Wednesday, April 20, 2011

Book recommendation: Robert A. Heinlein: In Dialog WIth His Century

I have just finished reading a fascinating biography of Robert A. Heinlein, the (not just "a") science fiction writer, many of whose works I incorporated in my classes at Adrian College, and one of which (Double Star) helped inspire my doctoral dissertation on constitutional monarchy. Robert A. Heinlein: In Dialog With His Century was written by William H. Patterson, Jr., and this book is volume 1 of what promises to be a two volume work. It takes Heinlein up to about 1948, when he married his third and final wife. (It was news to me that Virginia Gerstenfeld was number 3; I had always thought she was number 2.)

It is very interesting to find out how many interesting people Heinlein knew and worked with during his long life, including not only most of the other leading science fiction writers of the mid-twentieth century but also people like Alfred Korzybski, S.I. Hayakawa, and Helen Gahagan Douglas. Douglas had served three terms in the House of Representatives but was defeated in her bid to be elevated from the House to the Senate by Richard Nixon, which is well-known. What I had not known was that she was only the second woman elected to Congress and the first to be elected as a Democrat. (I am assuming the author has it right here but haven't checked it out.*)

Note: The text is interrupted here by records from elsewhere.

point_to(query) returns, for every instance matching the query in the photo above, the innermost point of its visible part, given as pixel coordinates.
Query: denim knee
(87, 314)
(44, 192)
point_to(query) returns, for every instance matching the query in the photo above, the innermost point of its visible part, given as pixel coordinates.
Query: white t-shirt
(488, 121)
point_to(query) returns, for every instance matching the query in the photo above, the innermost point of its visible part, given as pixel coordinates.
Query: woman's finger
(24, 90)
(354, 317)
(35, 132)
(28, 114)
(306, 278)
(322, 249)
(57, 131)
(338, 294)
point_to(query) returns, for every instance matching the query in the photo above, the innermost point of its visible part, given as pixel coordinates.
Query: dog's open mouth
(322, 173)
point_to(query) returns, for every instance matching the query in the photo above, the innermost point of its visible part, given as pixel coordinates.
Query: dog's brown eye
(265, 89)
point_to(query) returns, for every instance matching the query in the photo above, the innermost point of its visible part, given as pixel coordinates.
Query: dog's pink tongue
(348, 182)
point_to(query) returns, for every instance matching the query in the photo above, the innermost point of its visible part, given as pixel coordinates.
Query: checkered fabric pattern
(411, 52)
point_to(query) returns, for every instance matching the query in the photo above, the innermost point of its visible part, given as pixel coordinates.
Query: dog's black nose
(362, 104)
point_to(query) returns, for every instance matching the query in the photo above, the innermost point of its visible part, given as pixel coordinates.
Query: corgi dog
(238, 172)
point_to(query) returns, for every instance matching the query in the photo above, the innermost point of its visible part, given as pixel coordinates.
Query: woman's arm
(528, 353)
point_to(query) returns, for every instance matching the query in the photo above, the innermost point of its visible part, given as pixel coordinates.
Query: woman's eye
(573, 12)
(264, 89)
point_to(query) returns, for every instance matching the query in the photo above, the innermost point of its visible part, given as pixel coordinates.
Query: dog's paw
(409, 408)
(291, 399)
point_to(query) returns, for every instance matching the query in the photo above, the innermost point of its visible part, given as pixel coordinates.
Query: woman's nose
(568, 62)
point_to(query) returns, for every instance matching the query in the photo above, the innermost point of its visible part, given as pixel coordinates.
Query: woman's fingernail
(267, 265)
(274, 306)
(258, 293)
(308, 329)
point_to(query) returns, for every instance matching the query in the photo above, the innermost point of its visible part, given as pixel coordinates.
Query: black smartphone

I found this interesting because I have done a little writing about the first woman elected to Congress, Jeanette Rankin, who was a Republican and who gained some distinction by being the only member of Congress to vote against declaring both World War I and World War II (against Japan). She had lots of company in opposing World War I but was the only vote against war with Japan in 1941.

All long-time Heinlein fans like myself will be fascinated with this biography, and like myself will be waiting impatiently for Mr. Patterson to finish up volume 2.

* P.S. Douglas was NOT the first Democratic woman to serve in Congress. It is possible that she was the first one ELECTED to Congress, as distinguished from appointed to fill vacancies. I will continue to look into this.